Influenced by all forms of art from blues musicians such as Mississippi John Hurt and Taj Mahal, to writers like Zora Neale Hurston, to his parents - the great actors Ruby Dee and Ossie Davis, Davis has learned the essentials of storytelling through word and music.

Davis is a modern master of everything string. Here he plays finger style guitars, bottlenecks, banjos, mandolins, and harmonicas. By calling upon his varied musical friends, he adds whatever color is necessary to shade the story. Thus, there are snatches of electric guitars, pianos, upright basses, accordions, and drums - but always tastefully added.

His stories are a colorful swirl of time-honored blues mixed with his own original visions. The album opens with the title cut, a very different cover of this 1983 Bob Dylan song. It’s seven minutes are buoyed by Davis’s high end, acoustic harmonica. His hushed delivery of the lyrics and Professor Louie’s organ gently sway the tune. Davis’s longtime friend Nerak Roth Patterson adds a waterfall of notes that darken the song’s theme.
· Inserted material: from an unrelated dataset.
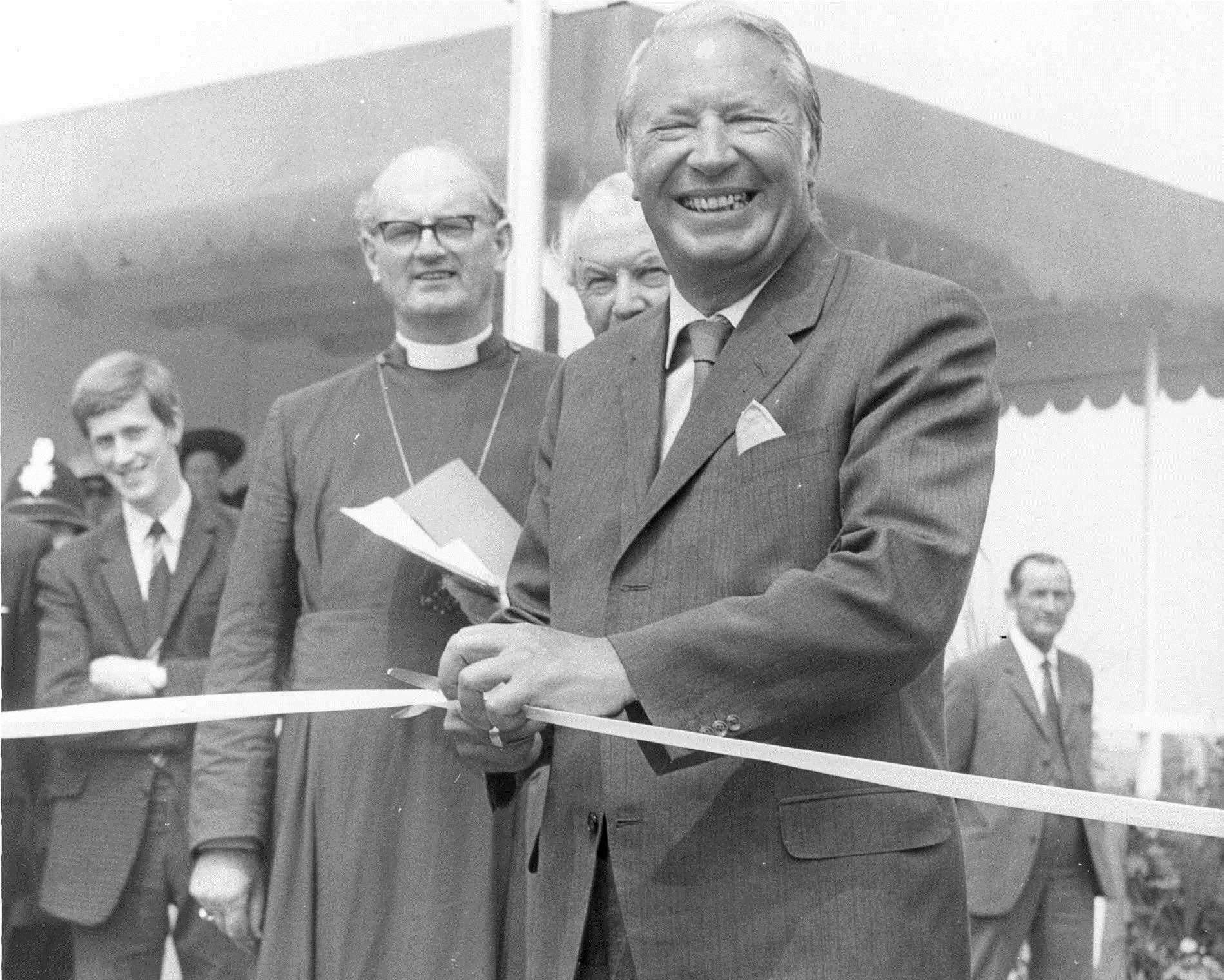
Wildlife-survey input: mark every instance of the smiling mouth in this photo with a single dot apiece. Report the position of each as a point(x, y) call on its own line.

Other covers include Muddy’s “Can’t Be Satisfied,” solo banjo style; Willie Dixon’s “Hootchie Cootchie Man,” with all the Chicago ensemble power of piano, harmonica and guitar; and Son House’s plaintive “Down South Blues,” a naked look at segregated life in House’s time.

His two covers of Leadbelly update the folk blues Leadbelly popularized in his day. Both expertly picked by Davis on his 12- string, “Follow Me Down” underscores some of the racial lessons from Leadbelly’s day, while Davis sings “Ain’t Goin’” Down as it might have originally been first heard in the fields of the deep South.

Davis is at his “natch’l” best when he story-tells.

“Slow Motion Daddy” celebrates this slow lovin’ daddy as banjo picking - and a whoopin’ Sonny Terry-styled harp back the Lothario’s bragging. “Bring Back Storyville” is the 12-string, ragtime tale based on the streets of New Orleans, circa 1910. The accordion-guitar combination on “Steamboat Captain” is an old-timey dream whose metaphor is as important today as it was in the days the music recreates.

On “Words To My Mama’s Song,” he calls on his son Martial to add his contemporary, vocal beat boxing. This is Mother Ruby in Guy’s head and Grandma Ruby in Martial’s head.

This dedication to family, tradition, and American music is exactly what we’ve come to expect from Guy Davis.